Learn To Enjoy Sex Even Without Orgasms
Being unable to orgasm is indisputably frustrating, but that doesn’t mean you can’t enjoy sex at all. You may find FOD isn’t quite as intimidating when you let it fade into the background and focus on the intimacy with your partner. Stressing yourself out about whether you’re going to achieve orgasm likely only reduces your chances.
Remember That Orgasms Are Possible
Being diagnosed with anorgasmia doesn’t mean you aren’t physically capable of orgasm. However, it does mean you may have a more arduous journey to that lofty peak. Plan for success by getting into the right mindset and using the methods you know are practical. If your partner cannot help you reach orgasm, try it on your own. Reduce your stress level as much as possible and remember—orgasms are possible, even if you have to achieve them alone.
How Therapy Can Help
Working with a licensed individual or couples’ therapist can help you work through underlying emotional and mental issues preventing your orgasms. Many people prefer online therapy through virtual platforms like BetterHelp for the convenience of receiving treatment at home, the reduced cost, and shorter wait times.

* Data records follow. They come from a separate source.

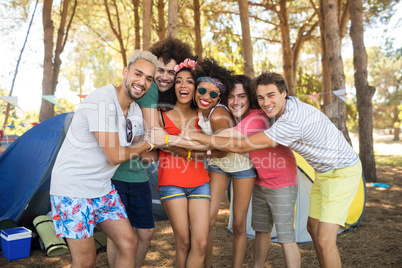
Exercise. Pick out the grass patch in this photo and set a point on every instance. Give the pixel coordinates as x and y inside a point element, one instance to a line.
<point>389,160</point>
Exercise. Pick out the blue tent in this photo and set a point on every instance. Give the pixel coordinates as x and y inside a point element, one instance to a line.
<point>25,169</point>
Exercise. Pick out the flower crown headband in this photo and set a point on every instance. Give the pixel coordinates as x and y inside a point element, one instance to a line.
<point>187,63</point>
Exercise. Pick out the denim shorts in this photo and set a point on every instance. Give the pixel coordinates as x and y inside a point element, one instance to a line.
<point>170,192</point>
<point>248,173</point>
<point>137,199</point>
<point>75,217</point>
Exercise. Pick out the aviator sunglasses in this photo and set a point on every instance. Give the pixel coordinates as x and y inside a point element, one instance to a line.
<point>212,94</point>
<point>129,130</point>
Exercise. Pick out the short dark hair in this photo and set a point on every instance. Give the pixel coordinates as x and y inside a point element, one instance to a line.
<point>171,49</point>
<point>208,67</point>
<point>270,79</point>
<point>246,81</point>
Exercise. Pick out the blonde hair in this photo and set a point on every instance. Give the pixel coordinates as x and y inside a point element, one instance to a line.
<point>144,55</point>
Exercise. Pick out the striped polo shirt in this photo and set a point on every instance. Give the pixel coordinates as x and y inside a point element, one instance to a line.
<point>310,133</point>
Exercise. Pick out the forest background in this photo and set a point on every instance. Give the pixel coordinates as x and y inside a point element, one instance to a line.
<point>82,45</point>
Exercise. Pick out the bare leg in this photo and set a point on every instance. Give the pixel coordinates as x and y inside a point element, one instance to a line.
<point>312,228</point>
<point>144,239</point>
<point>325,242</point>
<point>123,241</point>
<point>218,185</point>
<point>83,252</point>
<point>291,254</point>
<point>262,243</point>
<point>242,190</point>
<point>176,210</point>
<point>199,221</point>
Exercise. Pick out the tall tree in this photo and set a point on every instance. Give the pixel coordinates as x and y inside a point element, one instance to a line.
<point>173,18</point>
<point>115,26</point>
<point>343,17</point>
<point>333,38</point>
<point>303,24</point>
<point>197,29</point>
<point>146,24</point>
<point>16,70</point>
<point>52,62</point>
<point>161,20</point>
<point>246,38</point>
<point>364,93</point>
<point>386,75</point>
<point>136,4</point>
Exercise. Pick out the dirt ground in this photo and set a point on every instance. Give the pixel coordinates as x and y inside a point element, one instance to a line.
<point>376,243</point>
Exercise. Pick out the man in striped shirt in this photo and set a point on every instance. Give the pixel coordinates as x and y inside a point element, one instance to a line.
<point>310,133</point>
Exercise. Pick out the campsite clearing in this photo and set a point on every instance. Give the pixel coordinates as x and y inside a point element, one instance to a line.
<point>376,243</point>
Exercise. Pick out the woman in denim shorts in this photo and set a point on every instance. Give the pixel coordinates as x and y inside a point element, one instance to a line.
<point>214,85</point>
<point>183,183</point>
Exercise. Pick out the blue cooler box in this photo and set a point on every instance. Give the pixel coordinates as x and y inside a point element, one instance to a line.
<point>16,243</point>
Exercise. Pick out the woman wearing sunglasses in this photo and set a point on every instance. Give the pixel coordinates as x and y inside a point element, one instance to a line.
<point>183,182</point>
<point>213,83</point>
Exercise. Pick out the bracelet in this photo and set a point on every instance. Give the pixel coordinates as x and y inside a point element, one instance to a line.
<point>167,139</point>
<point>152,146</point>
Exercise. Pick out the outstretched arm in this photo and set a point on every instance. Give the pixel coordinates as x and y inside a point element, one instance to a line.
<point>252,143</point>
<point>115,154</point>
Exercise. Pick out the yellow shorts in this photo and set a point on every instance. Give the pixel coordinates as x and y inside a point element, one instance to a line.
<point>333,193</point>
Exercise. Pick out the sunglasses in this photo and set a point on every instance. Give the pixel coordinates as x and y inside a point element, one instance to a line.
<point>129,130</point>
<point>212,94</point>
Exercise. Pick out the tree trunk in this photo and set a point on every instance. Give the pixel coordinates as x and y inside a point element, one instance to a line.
<point>396,120</point>
<point>287,56</point>
<point>137,44</point>
<point>335,61</point>
<point>246,38</point>
<point>326,68</point>
<point>146,24</point>
<point>364,93</point>
<point>161,20</point>
<point>51,63</point>
<point>197,29</point>
<point>47,108</point>
<point>173,18</point>
<point>116,29</point>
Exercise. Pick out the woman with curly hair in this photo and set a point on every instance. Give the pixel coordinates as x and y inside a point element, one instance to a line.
<point>213,84</point>
<point>183,182</point>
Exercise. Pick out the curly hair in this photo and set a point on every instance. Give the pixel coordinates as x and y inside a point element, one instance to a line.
<point>210,68</point>
<point>246,82</point>
<point>171,49</point>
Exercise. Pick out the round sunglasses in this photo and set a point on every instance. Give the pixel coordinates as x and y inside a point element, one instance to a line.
<point>212,94</point>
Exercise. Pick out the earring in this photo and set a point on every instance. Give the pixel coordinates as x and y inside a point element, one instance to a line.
<point>195,103</point>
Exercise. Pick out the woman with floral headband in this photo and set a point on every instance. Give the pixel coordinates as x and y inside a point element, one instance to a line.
<point>213,82</point>
<point>184,183</point>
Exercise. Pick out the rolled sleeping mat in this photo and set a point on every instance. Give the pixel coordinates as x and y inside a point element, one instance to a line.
<point>54,246</point>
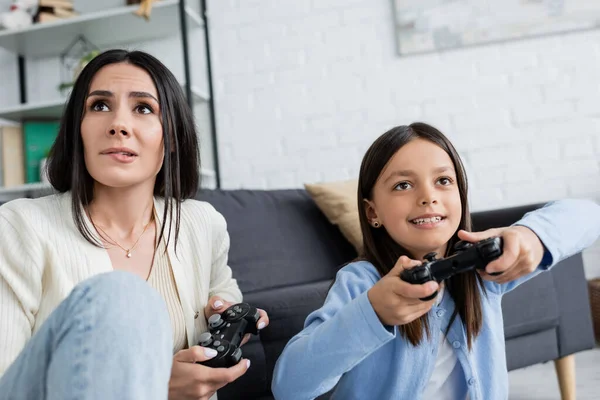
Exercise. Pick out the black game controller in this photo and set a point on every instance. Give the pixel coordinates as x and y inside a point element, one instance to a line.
<point>467,256</point>
<point>226,332</point>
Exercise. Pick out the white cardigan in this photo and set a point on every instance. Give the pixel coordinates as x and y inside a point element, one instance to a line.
<point>43,256</point>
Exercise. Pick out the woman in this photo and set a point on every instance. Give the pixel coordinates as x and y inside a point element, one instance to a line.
<point>76,316</point>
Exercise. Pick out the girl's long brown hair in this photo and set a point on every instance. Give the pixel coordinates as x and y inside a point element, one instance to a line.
<point>382,251</point>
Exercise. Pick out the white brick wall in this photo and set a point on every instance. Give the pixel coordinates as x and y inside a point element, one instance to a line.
<point>303,87</point>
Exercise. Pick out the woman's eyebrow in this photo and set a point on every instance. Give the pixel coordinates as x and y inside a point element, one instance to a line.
<point>108,93</point>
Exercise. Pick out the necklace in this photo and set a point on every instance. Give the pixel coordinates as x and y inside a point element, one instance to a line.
<point>129,250</point>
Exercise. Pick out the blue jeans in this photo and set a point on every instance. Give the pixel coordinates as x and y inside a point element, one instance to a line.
<point>109,339</point>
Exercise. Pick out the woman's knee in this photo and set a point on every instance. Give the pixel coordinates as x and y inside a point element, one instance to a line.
<point>124,298</point>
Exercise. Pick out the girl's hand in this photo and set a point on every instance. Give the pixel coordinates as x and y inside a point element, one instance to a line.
<point>198,382</point>
<point>522,252</point>
<point>217,305</point>
<point>397,302</point>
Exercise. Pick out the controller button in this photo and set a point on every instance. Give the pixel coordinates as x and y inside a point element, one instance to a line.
<point>205,339</point>
<point>237,354</point>
<point>214,320</point>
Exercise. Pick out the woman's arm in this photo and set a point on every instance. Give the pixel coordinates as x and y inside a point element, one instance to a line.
<point>335,338</point>
<point>222,283</point>
<point>20,283</point>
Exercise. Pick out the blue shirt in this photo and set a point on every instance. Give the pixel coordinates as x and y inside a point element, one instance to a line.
<point>344,343</point>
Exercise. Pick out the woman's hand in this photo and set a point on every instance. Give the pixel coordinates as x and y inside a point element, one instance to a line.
<point>198,382</point>
<point>521,254</point>
<point>397,302</point>
<point>217,305</point>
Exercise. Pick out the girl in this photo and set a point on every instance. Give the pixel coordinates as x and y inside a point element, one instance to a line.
<point>373,338</point>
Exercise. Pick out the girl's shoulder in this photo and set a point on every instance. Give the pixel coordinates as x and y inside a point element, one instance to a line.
<point>358,273</point>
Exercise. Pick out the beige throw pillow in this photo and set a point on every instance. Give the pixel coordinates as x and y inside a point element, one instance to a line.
<point>337,200</point>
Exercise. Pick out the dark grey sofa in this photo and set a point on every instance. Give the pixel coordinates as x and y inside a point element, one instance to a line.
<point>284,254</point>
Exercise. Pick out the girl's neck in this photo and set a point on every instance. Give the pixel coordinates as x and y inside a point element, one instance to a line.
<point>123,211</point>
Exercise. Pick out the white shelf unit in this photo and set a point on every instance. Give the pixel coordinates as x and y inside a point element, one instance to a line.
<point>105,28</point>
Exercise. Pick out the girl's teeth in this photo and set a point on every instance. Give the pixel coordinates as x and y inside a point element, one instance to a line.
<point>426,220</point>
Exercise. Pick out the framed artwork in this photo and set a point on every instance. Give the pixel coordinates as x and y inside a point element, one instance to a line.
<point>424,26</point>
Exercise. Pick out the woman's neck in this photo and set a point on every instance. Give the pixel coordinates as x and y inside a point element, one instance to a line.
<point>123,211</point>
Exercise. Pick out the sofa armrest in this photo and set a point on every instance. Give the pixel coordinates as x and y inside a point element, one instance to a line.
<point>575,329</point>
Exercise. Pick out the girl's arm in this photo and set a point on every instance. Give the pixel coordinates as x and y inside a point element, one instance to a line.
<point>335,338</point>
<point>564,228</point>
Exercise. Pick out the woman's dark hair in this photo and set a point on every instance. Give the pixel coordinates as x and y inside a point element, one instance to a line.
<point>179,176</point>
<point>383,252</point>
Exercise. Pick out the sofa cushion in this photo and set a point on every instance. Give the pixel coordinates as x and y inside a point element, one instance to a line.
<point>531,308</point>
<point>278,238</point>
<point>287,309</point>
<point>338,201</point>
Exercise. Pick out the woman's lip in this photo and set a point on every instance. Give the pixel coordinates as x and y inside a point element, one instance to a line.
<point>428,225</point>
<point>121,158</point>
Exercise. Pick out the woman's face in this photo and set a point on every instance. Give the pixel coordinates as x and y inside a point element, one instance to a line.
<point>416,198</point>
<point>121,129</point>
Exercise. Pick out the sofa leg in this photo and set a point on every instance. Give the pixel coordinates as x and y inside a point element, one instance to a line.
<point>565,371</point>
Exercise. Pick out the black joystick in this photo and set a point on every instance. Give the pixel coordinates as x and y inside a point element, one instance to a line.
<point>468,256</point>
<point>225,334</point>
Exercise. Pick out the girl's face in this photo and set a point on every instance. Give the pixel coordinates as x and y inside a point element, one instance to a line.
<point>416,199</point>
<point>121,128</point>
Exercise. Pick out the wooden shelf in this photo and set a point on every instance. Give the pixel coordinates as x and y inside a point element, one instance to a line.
<point>107,28</point>
<point>54,109</point>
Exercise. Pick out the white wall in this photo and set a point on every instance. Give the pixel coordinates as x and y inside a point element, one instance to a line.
<point>303,87</point>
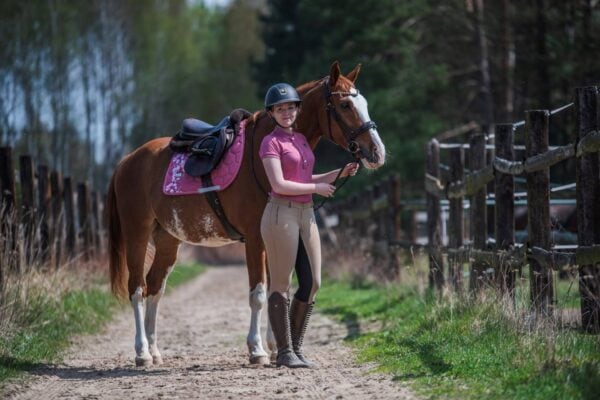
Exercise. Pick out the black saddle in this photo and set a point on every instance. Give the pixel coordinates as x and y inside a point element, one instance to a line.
<point>206,143</point>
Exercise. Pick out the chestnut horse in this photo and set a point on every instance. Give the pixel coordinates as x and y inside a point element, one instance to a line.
<point>142,218</point>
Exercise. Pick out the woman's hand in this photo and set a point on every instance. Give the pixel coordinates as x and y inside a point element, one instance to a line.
<point>349,170</point>
<point>324,189</point>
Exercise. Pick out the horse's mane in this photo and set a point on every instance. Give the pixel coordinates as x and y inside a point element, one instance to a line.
<point>308,86</point>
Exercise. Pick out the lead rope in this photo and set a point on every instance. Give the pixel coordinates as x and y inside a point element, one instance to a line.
<point>337,188</point>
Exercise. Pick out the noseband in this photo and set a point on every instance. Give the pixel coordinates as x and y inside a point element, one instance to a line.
<point>349,134</point>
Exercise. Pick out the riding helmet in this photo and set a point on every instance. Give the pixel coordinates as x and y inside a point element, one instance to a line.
<point>281,93</point>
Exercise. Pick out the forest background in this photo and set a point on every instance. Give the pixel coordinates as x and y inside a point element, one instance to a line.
<point>82,83</point>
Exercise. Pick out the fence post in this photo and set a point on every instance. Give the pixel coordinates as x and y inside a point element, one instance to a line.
<point>69,217</point>
<point>588,212</point>
<point>57,224</point>
<point>456,220</point>
<point>83,211</point>
<point>504,210</point>
<point>8,227</point>
<point>27,206</point>
<point>538,211</point>
<point>436,263</point>
<point>44,211</point>
<point>394,224</point>
<point>478,211</point>
<point>96,224</point>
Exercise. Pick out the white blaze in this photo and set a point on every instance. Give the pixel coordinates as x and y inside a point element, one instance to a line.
<point>361,107</point>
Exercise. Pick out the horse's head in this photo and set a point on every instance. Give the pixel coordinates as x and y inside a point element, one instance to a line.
<point>345,118</point>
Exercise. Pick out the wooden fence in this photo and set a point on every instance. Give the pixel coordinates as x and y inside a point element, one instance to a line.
<point>45,220</point>
<point>493,165</point>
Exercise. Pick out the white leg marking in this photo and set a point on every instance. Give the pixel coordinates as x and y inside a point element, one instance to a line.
<point>150,322</point>
<point>258,299</point>
<point>143,357</point>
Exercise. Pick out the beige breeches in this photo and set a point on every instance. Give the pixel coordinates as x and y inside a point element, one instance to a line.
<point>283,224</point>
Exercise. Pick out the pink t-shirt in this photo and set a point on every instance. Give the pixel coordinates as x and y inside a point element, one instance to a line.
<point>296,156</point>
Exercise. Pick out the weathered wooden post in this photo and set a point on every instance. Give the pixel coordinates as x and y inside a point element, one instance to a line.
<point>44,212</point>
<point>436,263</point>
<point>83,212</point>
<point>478,210</point>
<point>394,210</point>
<point>456,220</point>
<point>57,219</point>
<point>8,221</point>
<point>70,241</point>
<point>504,211</point>
<point>588,203</point>
<point>538,211</point>
<point>28,222</point>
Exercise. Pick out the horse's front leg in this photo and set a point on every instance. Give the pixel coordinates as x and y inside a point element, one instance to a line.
<point>255,258</point>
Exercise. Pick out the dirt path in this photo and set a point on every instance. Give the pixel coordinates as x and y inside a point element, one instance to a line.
<point>202,331</point>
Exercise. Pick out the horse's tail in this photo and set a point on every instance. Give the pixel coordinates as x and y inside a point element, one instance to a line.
<point>118,268</point>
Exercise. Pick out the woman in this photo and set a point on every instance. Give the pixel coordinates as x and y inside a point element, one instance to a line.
<point>288,224</point>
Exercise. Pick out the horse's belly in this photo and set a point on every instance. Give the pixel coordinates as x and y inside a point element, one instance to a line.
<point>201,231</point>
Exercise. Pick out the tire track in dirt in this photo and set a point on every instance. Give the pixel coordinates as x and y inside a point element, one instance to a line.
<point>202,336</point>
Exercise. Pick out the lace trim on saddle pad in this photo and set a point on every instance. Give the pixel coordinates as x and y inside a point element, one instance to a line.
<point>178,182</point>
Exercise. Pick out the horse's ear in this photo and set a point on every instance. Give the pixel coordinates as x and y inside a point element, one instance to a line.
<point>352,75</point>
<point>334,73</point>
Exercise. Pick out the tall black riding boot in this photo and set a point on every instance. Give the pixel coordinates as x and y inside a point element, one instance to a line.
<point>280,323</point>
<point>300,313</point>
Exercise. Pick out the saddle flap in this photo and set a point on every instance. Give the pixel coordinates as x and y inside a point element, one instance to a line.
<point>206,153</point>
<point>206,143</point>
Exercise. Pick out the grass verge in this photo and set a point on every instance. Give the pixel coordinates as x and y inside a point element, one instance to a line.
<point>48,320</point>
<point>455,350</point>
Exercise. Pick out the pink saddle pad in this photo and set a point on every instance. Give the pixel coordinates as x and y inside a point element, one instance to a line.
<point>178,182</point>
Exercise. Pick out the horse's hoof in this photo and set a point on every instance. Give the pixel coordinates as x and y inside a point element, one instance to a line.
<point>143,361</point>
<point>259,360</point>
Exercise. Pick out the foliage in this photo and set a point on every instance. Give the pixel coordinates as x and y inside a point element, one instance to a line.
<point>424,61</point>
<point>460,350</point>
<point>47,320</point>
<point>81,84</point>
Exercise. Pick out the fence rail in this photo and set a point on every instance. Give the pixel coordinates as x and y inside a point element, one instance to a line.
<point>497,168</point>
<point>43,221</point>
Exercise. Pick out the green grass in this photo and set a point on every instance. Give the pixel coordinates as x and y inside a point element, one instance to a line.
<point>47,322</point>
<point>463,352</point>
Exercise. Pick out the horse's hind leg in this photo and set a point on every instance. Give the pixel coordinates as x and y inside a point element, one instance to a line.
<point>164,259</point>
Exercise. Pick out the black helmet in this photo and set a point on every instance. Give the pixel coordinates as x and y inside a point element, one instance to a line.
<point>281,93</point>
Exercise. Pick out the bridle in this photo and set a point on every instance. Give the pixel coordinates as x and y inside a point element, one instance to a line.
<point>349,134</point>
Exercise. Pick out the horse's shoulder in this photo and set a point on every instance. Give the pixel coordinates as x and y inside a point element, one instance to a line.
<point>157,144</point>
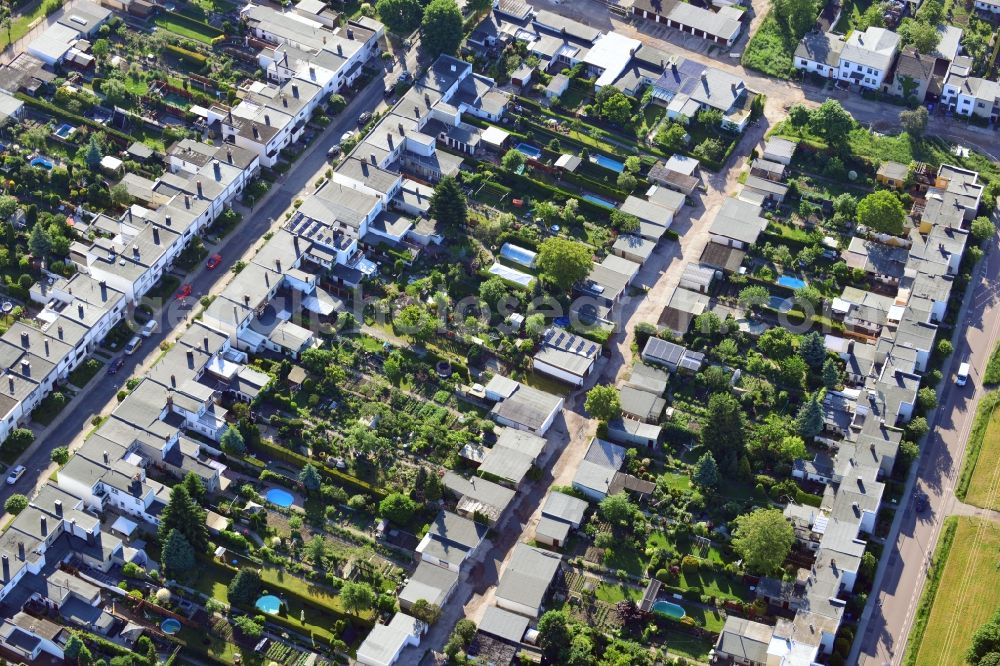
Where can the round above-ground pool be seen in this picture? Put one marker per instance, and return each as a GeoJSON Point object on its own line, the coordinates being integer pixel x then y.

A 2011 study measured the effectiveness of online sex therapy for women experiencing sexual dysfunction and found it was a suitable alternative to in-person treatments, with participants demonstrating an improvement in sexual and relationship function.
Many people experience difficulty reaching orgasm—alone or with a partner. It is a common problem for women worldwide. The information outlined in this article may make it easier to decide to speak with your partner or healthcare provider about female orgasmic disorder.